Hoofed animals include the deer, antelopes, mountain goats, wild sheep, largest wild cattle Indian Bison (Gaur) and Arna (wild Buffalo). Sambar Deer is the biggest deer species found in Nepal. Chital Deer is the most commonly found deer and a staple prey species of Tigers and Leopards. Elusive Hog Deer predominantly inhabit the flooded grassland and retreats to nearby forest during flood. Widely branched antlers of Barasingha (twelve point antler), the Swamp Deer dominate the grasslands of Shukla Phanta. It is the biggest herd of its kind in the world. Barking Deer is found from Terai forest to the Himalayan Forest. Musk Deer, is exclusively found in Himalaya. Musk pod is widely sought by poachers, which as aromatic use. Gaur, the largest wild cattle of the world inhabits the Churia foothills of Chitwan and descends to the flood plains of Rapti River during the dry season for new sprouts and water. Arna, the mighty wild buffalo is found only in Koshi Tappu Wildlife Reserve. About 150+ Arna remains in the flood plains of Sapta Koshi River.

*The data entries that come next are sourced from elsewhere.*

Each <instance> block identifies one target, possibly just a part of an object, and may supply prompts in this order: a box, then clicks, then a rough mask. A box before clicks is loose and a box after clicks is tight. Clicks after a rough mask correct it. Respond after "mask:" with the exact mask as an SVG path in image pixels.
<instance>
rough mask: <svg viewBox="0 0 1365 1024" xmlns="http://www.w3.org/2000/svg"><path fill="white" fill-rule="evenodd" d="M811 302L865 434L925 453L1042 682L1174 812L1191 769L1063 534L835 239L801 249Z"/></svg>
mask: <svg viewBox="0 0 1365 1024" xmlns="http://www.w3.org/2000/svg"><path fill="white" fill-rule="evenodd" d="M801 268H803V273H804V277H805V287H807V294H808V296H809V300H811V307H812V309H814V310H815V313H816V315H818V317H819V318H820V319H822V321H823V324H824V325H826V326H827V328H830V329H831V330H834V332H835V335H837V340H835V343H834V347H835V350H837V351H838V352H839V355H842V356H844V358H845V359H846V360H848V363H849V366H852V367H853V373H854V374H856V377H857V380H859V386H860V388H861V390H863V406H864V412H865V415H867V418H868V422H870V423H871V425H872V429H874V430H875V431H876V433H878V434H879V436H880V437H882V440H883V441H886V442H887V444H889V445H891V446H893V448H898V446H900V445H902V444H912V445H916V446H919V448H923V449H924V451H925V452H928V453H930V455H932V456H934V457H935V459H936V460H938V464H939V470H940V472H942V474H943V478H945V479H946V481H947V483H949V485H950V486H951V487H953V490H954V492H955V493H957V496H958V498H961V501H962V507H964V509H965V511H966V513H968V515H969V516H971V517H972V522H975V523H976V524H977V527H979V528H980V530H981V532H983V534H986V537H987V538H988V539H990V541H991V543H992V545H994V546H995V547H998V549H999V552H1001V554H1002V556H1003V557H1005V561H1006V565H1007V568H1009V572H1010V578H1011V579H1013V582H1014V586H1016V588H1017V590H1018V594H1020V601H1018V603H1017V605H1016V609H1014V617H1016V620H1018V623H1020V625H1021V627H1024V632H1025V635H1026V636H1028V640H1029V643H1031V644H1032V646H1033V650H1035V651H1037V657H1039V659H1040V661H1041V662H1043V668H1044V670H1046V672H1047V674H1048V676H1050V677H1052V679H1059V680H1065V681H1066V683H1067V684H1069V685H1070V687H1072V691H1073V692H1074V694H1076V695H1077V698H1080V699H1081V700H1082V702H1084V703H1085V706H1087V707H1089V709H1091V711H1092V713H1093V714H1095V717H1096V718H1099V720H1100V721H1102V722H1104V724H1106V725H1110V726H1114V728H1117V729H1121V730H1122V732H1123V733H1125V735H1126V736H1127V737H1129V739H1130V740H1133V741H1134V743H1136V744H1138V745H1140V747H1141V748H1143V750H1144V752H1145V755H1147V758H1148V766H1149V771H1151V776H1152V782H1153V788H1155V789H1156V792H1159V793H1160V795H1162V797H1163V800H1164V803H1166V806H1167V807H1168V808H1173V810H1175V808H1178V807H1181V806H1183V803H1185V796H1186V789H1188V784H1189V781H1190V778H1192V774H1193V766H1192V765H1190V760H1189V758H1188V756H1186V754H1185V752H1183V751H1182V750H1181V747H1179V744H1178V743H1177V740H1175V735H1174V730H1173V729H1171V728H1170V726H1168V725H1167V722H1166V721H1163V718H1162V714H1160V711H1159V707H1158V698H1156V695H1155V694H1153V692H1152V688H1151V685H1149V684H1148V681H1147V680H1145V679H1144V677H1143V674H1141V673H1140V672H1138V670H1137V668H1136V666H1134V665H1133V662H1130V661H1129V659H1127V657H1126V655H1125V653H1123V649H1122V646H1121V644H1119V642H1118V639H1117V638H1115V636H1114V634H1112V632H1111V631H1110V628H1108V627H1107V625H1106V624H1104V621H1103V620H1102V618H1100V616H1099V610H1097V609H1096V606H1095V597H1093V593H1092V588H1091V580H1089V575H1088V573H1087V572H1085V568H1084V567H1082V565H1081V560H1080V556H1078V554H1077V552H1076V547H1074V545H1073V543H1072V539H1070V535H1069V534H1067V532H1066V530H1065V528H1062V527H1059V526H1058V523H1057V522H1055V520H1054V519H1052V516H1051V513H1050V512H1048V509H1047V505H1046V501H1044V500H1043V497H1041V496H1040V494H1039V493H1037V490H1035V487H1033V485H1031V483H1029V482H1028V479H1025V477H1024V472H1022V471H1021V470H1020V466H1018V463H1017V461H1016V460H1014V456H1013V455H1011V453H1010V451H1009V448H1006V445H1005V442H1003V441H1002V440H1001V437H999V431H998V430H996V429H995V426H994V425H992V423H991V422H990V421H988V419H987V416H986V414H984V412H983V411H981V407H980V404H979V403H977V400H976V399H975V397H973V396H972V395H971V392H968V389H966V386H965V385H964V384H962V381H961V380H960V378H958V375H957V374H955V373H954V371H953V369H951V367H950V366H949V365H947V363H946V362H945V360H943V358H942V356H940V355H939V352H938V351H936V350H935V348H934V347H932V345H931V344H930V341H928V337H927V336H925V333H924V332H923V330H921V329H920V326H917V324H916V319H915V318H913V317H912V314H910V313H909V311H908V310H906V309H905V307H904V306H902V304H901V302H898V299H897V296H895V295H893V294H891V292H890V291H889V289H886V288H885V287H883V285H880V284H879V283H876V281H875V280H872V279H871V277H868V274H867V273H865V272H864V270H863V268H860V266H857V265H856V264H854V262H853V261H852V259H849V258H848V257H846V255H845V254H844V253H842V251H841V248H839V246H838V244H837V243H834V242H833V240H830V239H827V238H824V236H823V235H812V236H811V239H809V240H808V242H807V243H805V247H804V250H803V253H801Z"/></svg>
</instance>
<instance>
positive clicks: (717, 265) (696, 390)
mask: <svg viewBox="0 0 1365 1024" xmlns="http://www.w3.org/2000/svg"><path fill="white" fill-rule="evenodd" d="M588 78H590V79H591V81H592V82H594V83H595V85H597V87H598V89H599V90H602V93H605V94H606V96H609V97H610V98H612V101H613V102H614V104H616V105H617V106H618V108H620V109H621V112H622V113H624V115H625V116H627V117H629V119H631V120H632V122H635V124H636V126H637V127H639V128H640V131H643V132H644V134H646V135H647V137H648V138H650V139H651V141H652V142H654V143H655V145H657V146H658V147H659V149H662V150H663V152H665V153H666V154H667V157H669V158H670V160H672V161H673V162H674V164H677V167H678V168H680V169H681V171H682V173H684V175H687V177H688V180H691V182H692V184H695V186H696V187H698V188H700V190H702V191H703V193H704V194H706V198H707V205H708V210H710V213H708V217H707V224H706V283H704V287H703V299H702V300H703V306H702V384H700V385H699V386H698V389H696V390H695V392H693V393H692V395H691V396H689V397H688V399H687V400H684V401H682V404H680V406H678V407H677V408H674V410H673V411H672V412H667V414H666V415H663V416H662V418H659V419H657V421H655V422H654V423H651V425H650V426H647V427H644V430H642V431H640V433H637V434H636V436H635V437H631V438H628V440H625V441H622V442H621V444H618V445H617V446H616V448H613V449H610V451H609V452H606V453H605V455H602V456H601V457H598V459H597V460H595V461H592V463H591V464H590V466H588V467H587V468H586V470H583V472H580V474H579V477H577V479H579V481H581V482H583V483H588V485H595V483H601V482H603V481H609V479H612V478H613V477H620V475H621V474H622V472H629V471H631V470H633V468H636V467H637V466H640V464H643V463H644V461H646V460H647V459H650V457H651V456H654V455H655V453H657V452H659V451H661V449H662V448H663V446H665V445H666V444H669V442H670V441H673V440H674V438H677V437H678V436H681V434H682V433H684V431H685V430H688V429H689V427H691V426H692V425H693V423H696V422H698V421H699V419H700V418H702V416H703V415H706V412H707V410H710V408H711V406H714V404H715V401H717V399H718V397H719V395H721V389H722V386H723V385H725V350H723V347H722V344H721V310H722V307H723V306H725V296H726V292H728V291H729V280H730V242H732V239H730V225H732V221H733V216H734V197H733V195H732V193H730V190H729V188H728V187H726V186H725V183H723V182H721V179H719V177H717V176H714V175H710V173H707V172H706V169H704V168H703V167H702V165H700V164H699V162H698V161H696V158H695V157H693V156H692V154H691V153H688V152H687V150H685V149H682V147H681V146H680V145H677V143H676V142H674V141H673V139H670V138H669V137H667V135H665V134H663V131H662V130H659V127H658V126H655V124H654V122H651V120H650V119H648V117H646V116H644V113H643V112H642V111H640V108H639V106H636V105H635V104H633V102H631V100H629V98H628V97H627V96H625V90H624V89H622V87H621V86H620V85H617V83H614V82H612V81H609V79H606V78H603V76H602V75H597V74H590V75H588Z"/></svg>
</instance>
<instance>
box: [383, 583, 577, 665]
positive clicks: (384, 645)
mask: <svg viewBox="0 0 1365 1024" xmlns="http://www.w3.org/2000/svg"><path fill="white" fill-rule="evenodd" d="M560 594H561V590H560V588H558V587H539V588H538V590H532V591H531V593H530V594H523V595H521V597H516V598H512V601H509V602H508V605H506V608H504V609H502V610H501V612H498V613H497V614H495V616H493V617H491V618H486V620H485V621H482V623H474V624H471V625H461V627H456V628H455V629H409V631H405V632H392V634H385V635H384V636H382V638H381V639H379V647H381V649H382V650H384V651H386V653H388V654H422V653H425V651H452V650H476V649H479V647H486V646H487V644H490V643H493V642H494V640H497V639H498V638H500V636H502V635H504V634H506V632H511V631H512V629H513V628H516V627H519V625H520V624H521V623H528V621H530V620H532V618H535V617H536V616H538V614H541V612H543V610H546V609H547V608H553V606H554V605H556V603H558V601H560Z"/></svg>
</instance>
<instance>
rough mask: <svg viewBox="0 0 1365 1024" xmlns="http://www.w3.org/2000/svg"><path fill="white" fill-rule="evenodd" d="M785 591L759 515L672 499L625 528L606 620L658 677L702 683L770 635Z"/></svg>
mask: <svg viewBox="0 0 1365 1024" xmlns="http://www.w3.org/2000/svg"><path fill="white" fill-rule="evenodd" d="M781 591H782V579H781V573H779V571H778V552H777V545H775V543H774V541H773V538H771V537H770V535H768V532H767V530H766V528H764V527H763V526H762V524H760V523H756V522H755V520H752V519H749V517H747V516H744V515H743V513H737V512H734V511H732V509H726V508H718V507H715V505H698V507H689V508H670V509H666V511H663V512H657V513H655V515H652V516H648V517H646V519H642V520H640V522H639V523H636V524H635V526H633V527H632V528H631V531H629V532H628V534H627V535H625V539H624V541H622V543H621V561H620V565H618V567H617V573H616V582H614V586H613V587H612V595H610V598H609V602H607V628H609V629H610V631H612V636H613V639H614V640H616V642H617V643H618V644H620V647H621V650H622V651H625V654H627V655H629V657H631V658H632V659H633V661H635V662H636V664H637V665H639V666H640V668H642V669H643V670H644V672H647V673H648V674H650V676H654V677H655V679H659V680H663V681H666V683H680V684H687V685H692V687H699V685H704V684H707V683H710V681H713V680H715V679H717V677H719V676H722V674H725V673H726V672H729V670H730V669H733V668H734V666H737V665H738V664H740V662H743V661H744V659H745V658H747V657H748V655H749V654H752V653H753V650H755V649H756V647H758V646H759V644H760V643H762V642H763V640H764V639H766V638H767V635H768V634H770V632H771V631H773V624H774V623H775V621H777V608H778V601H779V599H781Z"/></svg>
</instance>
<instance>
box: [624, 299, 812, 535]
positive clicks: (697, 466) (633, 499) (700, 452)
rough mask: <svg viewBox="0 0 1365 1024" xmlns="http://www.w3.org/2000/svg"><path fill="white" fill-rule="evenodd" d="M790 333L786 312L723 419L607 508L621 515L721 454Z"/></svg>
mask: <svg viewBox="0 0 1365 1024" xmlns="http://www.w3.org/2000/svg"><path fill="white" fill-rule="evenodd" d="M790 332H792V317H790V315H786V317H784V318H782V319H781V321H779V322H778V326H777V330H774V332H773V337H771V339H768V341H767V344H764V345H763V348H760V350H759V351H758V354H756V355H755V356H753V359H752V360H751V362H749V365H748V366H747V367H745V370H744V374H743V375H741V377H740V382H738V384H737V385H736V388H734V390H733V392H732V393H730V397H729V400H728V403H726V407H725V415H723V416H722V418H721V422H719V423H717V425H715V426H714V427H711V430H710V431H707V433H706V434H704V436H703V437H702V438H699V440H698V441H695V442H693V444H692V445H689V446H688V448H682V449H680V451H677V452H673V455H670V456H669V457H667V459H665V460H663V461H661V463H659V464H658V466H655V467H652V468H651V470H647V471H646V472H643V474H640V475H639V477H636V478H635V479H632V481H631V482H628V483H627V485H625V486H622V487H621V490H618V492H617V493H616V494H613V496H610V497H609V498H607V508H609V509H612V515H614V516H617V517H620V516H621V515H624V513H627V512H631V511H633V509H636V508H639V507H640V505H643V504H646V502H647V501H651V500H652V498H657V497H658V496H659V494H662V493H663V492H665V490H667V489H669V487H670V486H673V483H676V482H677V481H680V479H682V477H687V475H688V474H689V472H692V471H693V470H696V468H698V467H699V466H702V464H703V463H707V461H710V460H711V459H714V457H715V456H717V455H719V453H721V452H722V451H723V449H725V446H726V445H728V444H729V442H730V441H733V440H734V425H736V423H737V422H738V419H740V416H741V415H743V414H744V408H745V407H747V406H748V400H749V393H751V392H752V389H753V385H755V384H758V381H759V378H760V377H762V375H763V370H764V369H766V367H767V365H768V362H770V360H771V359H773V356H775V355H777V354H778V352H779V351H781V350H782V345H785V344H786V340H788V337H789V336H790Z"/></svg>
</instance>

The sure footed animal of the steep terrain includes Goral sometime likened to chamois, Himalayan Thar, Serow both the relative of goat share the habitat of Goral. Serow is more forest species. Blue Sheep inhabits the barren alpine regions, they are in demand for sport hunting. The trans-himalayan species includes Tibetan Antelope, Tibetan Argali and Tibetan wild Ass. Nilgai the tallest antelope of the Sub-continent inhabits in the riparian habitat of Terai Plains. Similarly the endangered corkscrew horned Black Buck is found in lower 100’s in the Khairapur of Bardia District.
The large omnivores of Nepal include the Sloth Bear of the Terai, Himalayan Black Bear of Mahabharat and the Brown Bear of the alpine region. The mighty brown bear may have given the impression of legendary Yeti, the abominable snow man. These bears are bold and face any dangers. Red Panda are the closest kin to the bear family and are found in the forest between 3000 to 4300 meter. They are arboreal in nature and love to feed upon bamboo leaves.
Amazing animals include the Gangetic Dolphins found in the deep channels of Koshi and Karnali River. Curious, gregarious, dolphins tend to congregate while hunting fish and crustaceans, their presence are marked by the puffing sounds produced from the blow hole during surfacing. They are regarded as Bhagirath a Hindu deity but often hunted for fats.
Large cats prowls in the jungle of Nepal. Tiger dominates the Terai and Churia Hills while the Leopard span their range from the plains to the tree-line. Nocturnal in habit they are shy and timid. The Terai Arc Landscape is a priority landscape in Global 200 Ecoregion: “Terai Duar, Savannah and Grassland” of the Eastern Himalayan Ecoregion Complex. This is a promising habitat for the large home range requiring species such as tigers, rhino and elephants along with myriads of other life forms. Tigers are at the apex of the food pyramid and conservation of tigers includes the conservation of vegetation, watershed and the prey population. They are solitary but a dominant male overlaps several female territories. Leopards avoids direct contact with Tiger hence lives in the periphery of the forest. They prey upon the wild and occasionally on domestic livestock. There have increased evidences of their occurrence through out the country especially where the community forest are flourishing. They are among the most adaptable large cats of the world. Clouded Leopard a more arboreal and shy are equipped with longest canines. They live mostly in the broadleaf temperate forest. Snow leopard prowls the vast wilderness of the Himalaya and Trans-himalayan region. Blue sheep is the chief prey species of these endangered and elusive big cats of High Himalaya.